In 2013, a multi-center study conducted by Zinkstok et al.
included 5581 patients with thrombolytic therapy.
It is the largest study on the safety of SM thrombolytic therapy.

The risk of sICH in SM patients is 1.
0%, which is consistent with previous scholars' speculation.

A total of 100 cases of SM were diagnosed in the study.
According to the ECASS-II standard of symptomatic intracranial hemorrhage, 1 case of sICH (1%) occurred; and 2 cases of sICH (2%) occurred according to the NINDS standard.

Both cases were elderly male patients with epilepsy, and their prognosis was good for 3 months.

Regardless of whether the ECASS-II standard or the NINDS standard is used, the risk of sICH after SM thrombolysis is significantly lower than that of stroke patients.

3.
Clinical manifestations and treatment of clozapine poisoning.
Because clozapine has a definite effect on refractory schizophrenia, and there are few extrapyramidal reactions, it is favored by clinicians.

However, due to suicide, mistaking and other reasons, acute clozapine poisoning also occurs from time to time.

Clozapine has effects on multiple pathways such as monoamine transmitters, glutamatergic, gamma-aminobutyric acid, and cholinergic.
Therefore, the clinical manifestations of clozapine in acute poisoning are outstanding and abundant, and the poisoning can cause more System damage is mainly the nervous system, respiratory system, and cardiovascular system, and the mortality rate is about 10% to 12%.

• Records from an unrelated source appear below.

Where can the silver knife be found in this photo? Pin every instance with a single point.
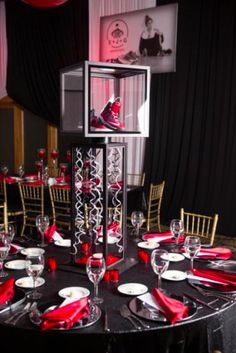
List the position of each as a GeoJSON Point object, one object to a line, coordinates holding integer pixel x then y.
{"type": "Point", "coordinates": [199, 301]}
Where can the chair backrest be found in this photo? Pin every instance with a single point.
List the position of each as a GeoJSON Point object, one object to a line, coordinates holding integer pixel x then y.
{"type": "Point", "coordinates": [200, 225]}
{"type": "Point", "coordinates": [32, 198]}
{"type": "Point", "coordinates": [136, 179]}
{"type": "Point", "coordinates": [154, 205]}
{"type": "Point", "coordinates": [61, 205]}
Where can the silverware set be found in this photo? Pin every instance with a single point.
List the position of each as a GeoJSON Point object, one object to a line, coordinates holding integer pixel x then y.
{"type": "Point", "coordinates": [13, 319]}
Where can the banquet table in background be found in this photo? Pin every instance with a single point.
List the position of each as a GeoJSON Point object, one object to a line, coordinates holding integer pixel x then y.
{"type": "Point", "coordinates": [204, 332]}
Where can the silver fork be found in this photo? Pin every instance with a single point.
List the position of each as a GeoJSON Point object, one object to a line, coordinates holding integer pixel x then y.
{"type": "Point", "coordinates": [207, 293]}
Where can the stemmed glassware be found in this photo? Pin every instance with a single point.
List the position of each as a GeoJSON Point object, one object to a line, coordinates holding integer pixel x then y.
{"type": "Point", "coordinates": [192, 246]}
{"type": "Point", "coordinates": [137, 219]}
{"type": "Point", "coordinates": [34, 265]}
{"type": "Point", "coordinates": [160, 263]}
{"type": "Point", "coordinates": [42, 222]}
{"type": "Point", "coordinates": [176, 228]}
{"type": "Point", "coordinates": [96, 268]}
{"type": "Point", "coordinates": [4, 250]}
{"type": "Point", "coordinates": [20, 171]}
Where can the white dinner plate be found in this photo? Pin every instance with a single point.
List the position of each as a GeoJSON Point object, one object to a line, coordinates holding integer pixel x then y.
{"type": "Point", "coordinates": [148, 245]}
{"type": "Point", "coordinates": [174, 275]}
{"type": "Point", "coordinates": [74, 292]}
{"type": "Point", "coordinates": [15, 265]}
{"type": "Point", "coordinates": [66, 243]}
{"type": "Point", "coordinates": [32, 251]}
{"type": "Point", "coordinates": [27, 282]}
{"type": "Point", "coordinates": [173, 257]}
{"type": "Point", "coordinates": [132, 288]}
{"type": "Point", "coordinates": [110, 240]}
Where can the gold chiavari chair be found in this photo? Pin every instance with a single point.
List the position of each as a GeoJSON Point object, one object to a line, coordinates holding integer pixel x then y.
{"type": "Point", "coordinates": [136, 179]}
{"type": "Point", "coordinates": [61, 206]}
{"type": "Point", "coordinates": [8, 211]}
{"type": "Point", "coordinates": [200, 225]}
{"type": "Point", "coordinates": [154, 206]}
{"type": "Point", "coordinates": [32, 198]}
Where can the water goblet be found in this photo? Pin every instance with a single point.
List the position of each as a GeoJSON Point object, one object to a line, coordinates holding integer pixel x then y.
{"type": "Point", "coordinates": [34, 265]}
{"type": "Point", "coordinates": [42, 223]}
{"type": "Point", "coordinates": [176, 228]}
{"type": "Point", "coordinates": [192, 246]}
{"type": "Point", "coordinates": [95, 269]}
{"type": "Point", "coordinates": [160, 263]}
{"type": "Point", "coordinates": [4, 250]}
{"type": "Point", "coordinates": [137, 219]}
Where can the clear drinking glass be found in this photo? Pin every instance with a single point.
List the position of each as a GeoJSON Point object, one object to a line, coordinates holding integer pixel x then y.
{"type": "Point", "coordinates": [4, 250]}
{"type": "Point", "coordinates": [192, 246]}
{"type": "Point", "coordinates": [137, 219]}
{"type": "Point", "coordinates": [34, 266]}
{"type": "Point", "coordinates": [42, 222]}
{"type": "Point", "coordinates": [176, 228]}
{"type": "Point", "coordinates": [160, 263]}
{"type": "Point", "coordinates": [96, 267]}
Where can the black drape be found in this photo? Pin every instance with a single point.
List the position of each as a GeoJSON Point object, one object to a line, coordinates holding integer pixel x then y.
{"type": "Point", "coordinates": [193, 116]}
{"type": "Point", "coordinates": [40, 43]}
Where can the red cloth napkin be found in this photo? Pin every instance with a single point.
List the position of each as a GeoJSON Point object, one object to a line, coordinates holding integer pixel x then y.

According to the instructions of the drug instructions, oral absorption of clozapine tablets is fast and complete, and food has no effect on its absorption rate and degree.
After absorption, it is quickly and widely distributed to various tissues.
The bioavailability varies greatly from individual to individual, with an average of about 50% to 60% , There is a liver first pass effect.

The peak plasma concentration is reached 3.
2 hours (1 to 4 hours) after taking the drug, the elimination half-life (t1/2β) is an average of 9 hours (3.
6 to 14.
3 hours), the apparent volume of distribution (Vd) is 4.
04 to 13.
78L/kg, and the tissue binding rate is high.
.

It is metabolized by the liver, and 80% is present in urine and feces in the form of metabolites.
The main metabolites are N-desmethylclozapine and N-oxide of clozapine.

Treatment after poisoning is mainly to establish and maintain airway patency, induce vomiting and gastric lavage in time, and in addition to symptomatic and supportive treatment, hemoperfusion treatment should be performed as soon as conditions permit.
Colleagues who are actively treated should continue to monitor vital signs and organ functions to strive for better Good outcome.

The patient’s manifestations include coma, atrial fibrillation, and respiratory failure, which are consistent with the acute toxicity of clozapine tablets.

Since this patient was taking clozapine tablets for the first time, the dose was not large.
Although he was not given timely gastric lavage, catharsis, hemoperfusion and other treatments, it did not lead to serious consequences and the prognosis was good.

Reference materials: [1] Li Guangshuo, Bi Guorong.
Clinical features, imaging features and pathogenesis of stroke after awakening[J].
International Journal of Cerebrovascular Diseases, 2018, 26(11): 838-846.
[2] Zhang Yi, Han Yanfei, Dong Wei, et al.
Common stroke simulation diseases and their differentiation from emergency stroke[J].
Journal of Clinical Neurology, 2018, 31(6): 472-473.
[3] Wu Jian, Liu Chenyu, Ma Qingfeng .
Pay attention to the stroke simulation disease in intravenous thrombolysis[J].
Chinese Medical Journal, 2013, 93(43): 3412-3414.
[4] Sun Yaqi, Wang Ziyang, Wang Yumei (Hebei Medical University First Hospital, Hebei Medical University Spirit Institute of Health) Reading: Clozapine Poisoning | Clinical Essentials 2019-08-13 [5] Zinkstok SM, Engelter ST, Gensicke H.
, et al.
Safety of thrombolysis in stroke mimics: Results from a multicenter cohort study [J].
Stroke: A Journal of Cerebral Circulation, 2013, 44(4).